Friday, November 15, 2013

Short Story: Persecution

When I was 15 years old, I awoke one morning to the vision of a tall, horned, upright creature, with huge talons, a huge erect penis, and sharp teeth dripping black saliva.  This, I knew, was what some people imagined a demon to look like.  I was so tired I didn’t care what happened to me as long as I didn’t have fully awaken, so I turned to face the wall, like que sera sera, and I just went back to sleep.   There were no unexplained wounds on my body when I woke up later that morning, and I didn’t feel any differently than I had the day before – I didn’t feel haunted or hunted or sick, so while I never forgot the visitation, I reconciled the experience to an upsetting experience that made me feel sorry for myself and scared of dying young.  Something else weird happened later that same year.  I was playing Ouija Board with two of my friends during one of our gin-and-Pepsi slumber parties.  I was not scared of the Ouija Board, because it was a mass-marketed toy.  What happened when we asked our first question, though, which was “Is there a spirit in this room?,” is truly unexplainable through fact or objectivity.  Without waiting for us to put any of the pressure of our fingertips all the way on the plastic tool that’s supposed to laboriously creep towards the letters printed on the board, the device scooted quickly with the revolting, mysterious insistence of a Mexican Jumping Bean, and we read as the spirit in the room communicated the sentence, “Yes, Sandy.”  That’s my name, Sandy.  “Ask it why it only spoke to me,” I uncomfortably insisted.  I didn’t put my fingers anywhere near the plastic pointer this time, and the other two girls just barely did.  “Why did you say Sandy’s name?” they asked aloud, and then we watched the pointer spell out, “Hell,” and then it circled around the entire board before spelling “Hell,” again, and then “Pussy.”  I knew my friends, who were both sweet and rather unimaginative girls, weren’t playing a trick on me because I saw it with my own eyes, I saw that they barely touched that little plastic device, and why would one of them, Chris, have started crying and said “You guys, we shouldn’t do this anymore,” if she’d been playing a trick on me? 

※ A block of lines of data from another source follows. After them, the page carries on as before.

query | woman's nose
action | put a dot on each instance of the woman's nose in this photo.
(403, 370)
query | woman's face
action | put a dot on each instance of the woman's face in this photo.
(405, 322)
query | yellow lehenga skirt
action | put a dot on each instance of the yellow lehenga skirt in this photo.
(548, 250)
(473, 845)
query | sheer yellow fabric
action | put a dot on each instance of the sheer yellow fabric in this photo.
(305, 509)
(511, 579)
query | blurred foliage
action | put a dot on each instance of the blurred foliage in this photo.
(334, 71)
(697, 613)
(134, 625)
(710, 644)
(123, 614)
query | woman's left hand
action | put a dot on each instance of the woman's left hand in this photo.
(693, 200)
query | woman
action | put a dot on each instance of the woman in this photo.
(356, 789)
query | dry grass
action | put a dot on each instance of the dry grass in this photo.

When I think about it, which I do sometimes, usually after watching a horror movie or overhearing a conversation between Christians, I can’t believe that I go on living a normal life, considering the vision I had of the demon and the foul-mouthed spirit who singled me out on the Ouija Board.  Why “Pussy?”  Why would the spirit spell out “hell, hell, pussy?”  As I type it out like this, I see how funny it seems, but in truth it’s the irreverence of this curse that most disturbs me.  I’ve read about astral projections a little bit, and there’s a theory that people who are able to control their ability to project their spirits out of their bodies play tricks on those who play with Ouija Boards, using the board as a conduit to spook people who could physically be as far away from an astral projector as, as across the world, across the country.  This is one explanation.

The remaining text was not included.